Questi elementi-temi periferici si irradiano dal centro ma non sono meno importanti. Il centro, appunto, è composto dalle dinamiche di una relazione tra due individui e un certo grado di incomunicabilità che tra loro intercorre, i sentimenti complicati dalle personali insicurezze e fragilità, dal passato, dai segreti, dalla distanza tra ciò che sogniamo e ciò che è il quotidiano. L'infelicità che nasce anche dalla distanza tra l’idea che abbiamo di una relazione e quello che invece è nella realtà, quasi sempre diverso dal suo ideale. E ben rappresentata dalla tensione tra Archie e Luke, le infinite possibilità che rappresenta una storia inespressa, non vissuta nel quotidiano.

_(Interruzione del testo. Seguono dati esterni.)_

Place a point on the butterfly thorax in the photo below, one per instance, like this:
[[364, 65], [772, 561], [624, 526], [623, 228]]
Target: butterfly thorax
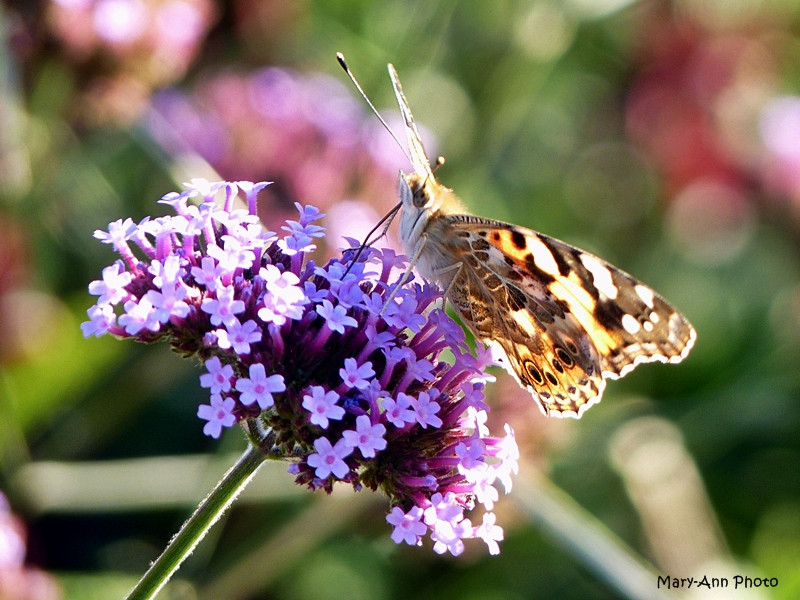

Infine, sono soprattutto le cose che non diciamo a noi stessi, Celine e Luke per primi, a complicare tutto il resto, la manipolazione della realtà che viviamo per meglio adattarla all’ideale di illusoria perfezione che decidiamo di mostrare.
Il romanzo di Dolan sarà quindi pure imperfetto a tratti, ma è anche una rappresentazione molto efficace delle relazioni e di certe dinamiche e storture di cui è intrisa la società contemporanea. Nella quale l’happy ending forse sarà diverso da quello convenzionale che ci si potrebbe aspettare.

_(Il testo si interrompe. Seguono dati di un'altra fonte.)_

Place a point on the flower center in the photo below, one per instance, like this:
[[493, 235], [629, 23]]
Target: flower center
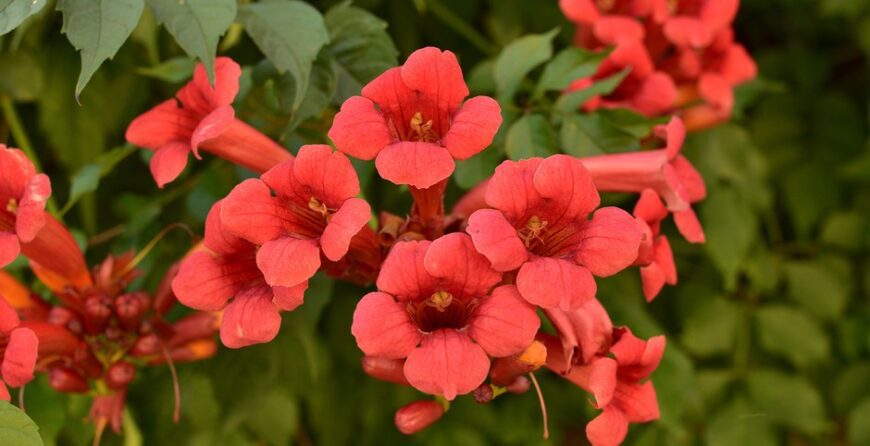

Chiudo con un’ultima nota: ho detto più volte in questo pezzo quanto La coppia felice sia un romanzo contemporaneo per come rappresenta la realtà dei Millennials, ma lo fa, fortunatamente, mediante un linguaggio tutt’altro che scialbo, come invece scelgono di fare troppe narrazioni attuali di questo tipo in un appiattimento intellettuale che pare una deriva difficile da arrestare. E forse sì, talvolta i dialoghi risultano artificiosi, ma quello che abbiamo tra le mani è un romanzo dalla struttura narrativa pensata, che fa uso puntuale delle parole rese dall’ottima traduzione di Durastanti – perfetta per storie di questa natura. Non un linguaggio aulico, ma nemmeno una scrittura da post sui social che, ahimè, imperversa tra gli scaffali delle librerie.
La letteratura irlandese contemporanea è donna, quindi, proseguimento ideale di una lunga, ricca tradizione.